Peter A Clarke

It doesn’t rain for Optus. It poors. Optus announced on 22 September 2022 that it suffered a major data breach. On 21 April 2023 Slate and Gordon filed a class action in the Federal Court of Australia with PETER JULIAN ROBERTSON & ANOR v SINGTEL OPTUS PTY LIMITED ACN 052 833 208 & ORS. It is scheduled to have a case management hearing on 15 August 2025. In June 2025 Optus paid $100 million penalty for unconscionable conduct.

The Australian Information Commissioner has announced that it has filed civil penalty proceedings against Singtel Optus Limited and Optus Systems Pty Ltd arising out of the 2022 data breach. The reference is AUSTRALIAN INFORMATION COMMISSIONER v SINGTEL OPTUS PTY LIMITED (ACN 052 833 208) & ANOR with Court number VID 1019/2025. The Information Commissioner is represented by the Australian Government Solicitor. Previously it was represented by HWL Ebsworth. A concise statement and Originating Application were filed last Friday, 8 August 2025. The First Case Management Hearing will be head before Justice Beach this Friday, 15 August 2025. That day will be a very busy day for Optus.

A key issue is the reasonableness of Its cybersecurity having regard to its size and the nature of the data it possessed.

The statement from the Information Commissioner provides:

The Australian Information Commissioner (AIC) has filed civil penalty proceedings in the Federal Court against Singtel Optus Pty Limited and Optus Systems Pty Limited (together, Optus), following an investigation in relation to the data breach made public by Optus on 22 September 2022.

The data breach involved unauthorised access to the personal information of millions of current, former and prospective customers of Optus, and the subsequent release of some of this information on the dark web.

The AIC alleges that from on or around 17 October 2019 to 20 September 2022, Optus seriously interfered with the privacy of approximately 9.5 million Australians by failing to take reasonable steps to protect their personal information from misuse, interference and loss, and from unauthorised access, modification or disclosure, in breach of the Privacy Act 1988.

The AIC alleges that Optus failed to adequately manage cybersecurity and information security risk in a manner commensurate with the nature and volume of personal information that Optus held, the size of Optus, and the risk profile of Optus.

“The commencement of these proceedings confirms that the OAIC will take the action necessary to uphold the rights of the Australian community,” said Australian Information Commissioner Elizabeth Tydd.

“Organisations hold personal information within legal requirements and based upon trust. The Australian community should have confidence that organisations will act accordingly, and if they don’t the OAIC as regulator will act to secure those rights.”

Australian Privacy Commissioner Carly Kind said, “the Optus data breach highlights some of the risks associated with external-facing websites and domains, particularly when these interact with internal databases holding personal information, as well as the risks around using third-party providers.

“All organisations holding personal information need to ensure they have strong data governance and security practices. These need to be both thorough and embedded, to guard against vulnerabilities that threat actors will be ready to exploit.”

“Effective stewardship of individuals’ personal information is critical, and businesses need to be extremely vigilant to the significant threats and risks in today’s cyber landscape.”

Background

In September 2022 Optus was the subject of a cyberattack. A threat actor accessed the personal information of millions of current and former Optus customers. The personal information held by Optus included:

• • names, dates of birth, home addresses, phone numbers and email addresses
  • government related identifiers, including passport numbers, driver’s licence numbers, Medicare card numbers, birth certificate information, marriage certificate information, and armed forces, defence force and police identification information.

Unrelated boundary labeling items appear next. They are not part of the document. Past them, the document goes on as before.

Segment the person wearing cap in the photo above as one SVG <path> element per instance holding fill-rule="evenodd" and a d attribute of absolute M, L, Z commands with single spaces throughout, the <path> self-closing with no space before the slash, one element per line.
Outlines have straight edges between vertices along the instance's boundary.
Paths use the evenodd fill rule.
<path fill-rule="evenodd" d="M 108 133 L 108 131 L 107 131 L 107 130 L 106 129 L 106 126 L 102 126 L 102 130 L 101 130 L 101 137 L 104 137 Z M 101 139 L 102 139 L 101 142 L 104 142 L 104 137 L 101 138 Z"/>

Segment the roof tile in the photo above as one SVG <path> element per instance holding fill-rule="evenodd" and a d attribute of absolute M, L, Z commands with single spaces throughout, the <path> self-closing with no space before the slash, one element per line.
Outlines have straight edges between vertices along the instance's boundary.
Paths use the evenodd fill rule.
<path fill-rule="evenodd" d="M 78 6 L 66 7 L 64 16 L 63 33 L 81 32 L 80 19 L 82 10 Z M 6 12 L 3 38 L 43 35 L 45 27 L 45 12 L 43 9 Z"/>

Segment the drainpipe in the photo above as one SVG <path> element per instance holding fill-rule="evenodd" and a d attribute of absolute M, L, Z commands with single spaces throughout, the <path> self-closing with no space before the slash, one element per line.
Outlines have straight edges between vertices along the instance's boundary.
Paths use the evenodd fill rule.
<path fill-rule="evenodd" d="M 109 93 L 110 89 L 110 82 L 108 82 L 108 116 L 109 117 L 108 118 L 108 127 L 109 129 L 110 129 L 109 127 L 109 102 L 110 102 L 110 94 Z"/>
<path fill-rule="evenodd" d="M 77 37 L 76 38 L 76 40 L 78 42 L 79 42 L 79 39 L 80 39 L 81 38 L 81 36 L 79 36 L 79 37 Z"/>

The Office of the Australian Information Commissioner commenced an investigation into Optus’ privacy practices following this data breach. The investigation focused on how Optus managed and secured personal information and whether the steps it took were reasonable in the circumstances to protect personal information from misuse, unauthorised access and/or disclosure.

The Australian Information Commissioner alleges Optus did not take reasonable steps to protect personal information it held given its size, resources, the nature and volume of the personal information it held, and the risk of harm for an individual in the case of a breach.

Federal Court civil penalties

The Australian Information Commissioner may apply to the Federal Court for a civil penalty order where an entity is alleged to have engaged in serious or repeated interferences with privacy in contravention of section 13G of the Privacy Act.

The Federal Court can impose a civil penalty of up to $2.22 million for each contravention. The Australian Information Commissioner alleges one contravention for each of the 9.5 million individuals whose privacy it alleges Optus seriously interfered with.

Increased civil penalties of up to $50 million came into effect in December 2022, although they do not apply to this case, as the alleged contraventions occurred from 17 October 2019 to 20 September 2022.  Whether a civil penalty order is made, and the amount, are matters before the court.